1.
A vida pode ser mais indomesticável do que a imaginação.
Dentro da nossa cabeça podemos ser ricos quando somos pobres, podemos ser felizes quando parecemos estar condenados à tristeza, podemos amar alguém quando ao nosso lado se deita uma pessoa que não já não suportamos, mas não é sobre essa vida ou imaginação de que escrevo.
Falo de uma outra.
Da vida de todos os dias, do que nos obriga a cometer erros que pouco têm a ver com a nossa essência, de acontecimentos improváveis que nos atropelam como se tivéssemos deixado de pensar ou de ter mão em nós.
2.
Veja-se Betty Grafstein.
No que foi a sua história, nas pessoas que conheceu, nos países que visitou, no poder que conquistou com inteligência, no que teve de sofrer, resistir e voltar a ganhar.

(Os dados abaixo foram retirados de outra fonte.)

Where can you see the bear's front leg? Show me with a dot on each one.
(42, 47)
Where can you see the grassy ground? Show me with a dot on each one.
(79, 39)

Como é que uma mulher como esta se sujeitou a um teatro de segunda ou terceira categoria?
É como se uma cantora da Broadway acabasse a sua vida a cantar no Centro Comercial da Bobadela, sem menosprezo pelo cheiro do Trancão.
3.
Betty foi adotada em bebé e só soube disso a poucos dias de fazer 18 anos.
A família inglesa ofereceu-lhe boas possibilidades, a mãe adotiva era dama de companhia da Rainha Mary, avó da futura Rainha Isabel II.
Soube que fora adotada quando casou ainda menor.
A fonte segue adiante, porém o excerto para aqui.